Review of Evil Spawn

Evil Spawn (1987)
Campy horror film for diehards
21 March 2023
My review was written in September 1987 after watching the movie on Camp video cassette.

"Evil Spawn", previously titled "Alive by Night" and "Deadly Sting", is a tolerable, poverty row variation on Roger Corman's 1959 Susan Cabot-starrer "The Wasp Woman". Topliner Bobbie Bresee provides enough flesh and ham acting to please camp followers (pic appropriately is released by Camp Video, from Fred Olen Ray's new AIP production banner.

In a script far too overloaded with in-jokes on the world of low-budget filmmaking, Bresee toplines as Lynn Roman, a fading superstar actress who jumps at the chance to look younger via a formula given her by unscrupulous scientist Evelyn Avery (played by Donna Shock, a pseudonym for Dawn Wildsmith). Side effects turn her, werewolf-style, into an insect-like monster.
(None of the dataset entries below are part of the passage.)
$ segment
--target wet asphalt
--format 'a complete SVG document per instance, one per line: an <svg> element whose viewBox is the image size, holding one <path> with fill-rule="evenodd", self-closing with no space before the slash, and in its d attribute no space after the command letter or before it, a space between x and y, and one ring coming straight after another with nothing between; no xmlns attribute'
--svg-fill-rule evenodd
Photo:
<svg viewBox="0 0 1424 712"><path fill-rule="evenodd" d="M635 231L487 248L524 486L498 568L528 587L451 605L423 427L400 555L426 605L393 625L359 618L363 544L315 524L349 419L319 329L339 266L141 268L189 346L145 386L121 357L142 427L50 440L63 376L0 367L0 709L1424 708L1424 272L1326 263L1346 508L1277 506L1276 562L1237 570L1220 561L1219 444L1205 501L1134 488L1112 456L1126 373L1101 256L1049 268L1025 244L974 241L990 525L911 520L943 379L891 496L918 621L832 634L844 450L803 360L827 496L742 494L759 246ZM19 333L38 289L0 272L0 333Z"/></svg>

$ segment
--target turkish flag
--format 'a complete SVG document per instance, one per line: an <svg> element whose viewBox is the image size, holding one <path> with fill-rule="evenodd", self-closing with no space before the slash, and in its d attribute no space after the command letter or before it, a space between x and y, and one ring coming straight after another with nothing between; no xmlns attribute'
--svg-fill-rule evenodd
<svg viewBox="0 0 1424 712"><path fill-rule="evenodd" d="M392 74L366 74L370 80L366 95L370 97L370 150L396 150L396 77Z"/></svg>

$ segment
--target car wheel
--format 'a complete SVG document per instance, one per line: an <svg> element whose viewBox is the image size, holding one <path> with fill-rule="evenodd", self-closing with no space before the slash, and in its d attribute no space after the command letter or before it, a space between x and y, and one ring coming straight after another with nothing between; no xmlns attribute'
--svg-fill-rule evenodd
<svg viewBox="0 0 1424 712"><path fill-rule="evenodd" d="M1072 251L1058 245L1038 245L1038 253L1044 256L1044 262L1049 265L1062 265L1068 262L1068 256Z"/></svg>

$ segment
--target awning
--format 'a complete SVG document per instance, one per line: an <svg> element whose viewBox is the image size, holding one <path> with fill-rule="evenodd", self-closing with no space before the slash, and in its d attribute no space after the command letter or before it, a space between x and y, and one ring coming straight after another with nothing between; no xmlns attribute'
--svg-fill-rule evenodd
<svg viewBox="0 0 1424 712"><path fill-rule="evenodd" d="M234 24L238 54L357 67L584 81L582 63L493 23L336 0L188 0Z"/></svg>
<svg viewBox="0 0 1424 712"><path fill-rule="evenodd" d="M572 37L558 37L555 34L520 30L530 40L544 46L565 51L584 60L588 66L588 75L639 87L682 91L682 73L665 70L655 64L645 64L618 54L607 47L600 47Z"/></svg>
Though some of the monsters on view are rubbery, pic's gore is impressive and combines with enough nudity to keep the hardcore horror fans alert, however, pic's jokes are unfunny and storyline is a drag. Besides Bresee, a cult figure from "Mausoleum", Wildsmith, from "Surf Nazis Must Die", is an elegant villainess. John Carradine appears in one scene of "generic footage", a lengthy dialog opposite Wildsmith in which both thesps speak entirely in euphemisms, suitable for splicing into any thriller film.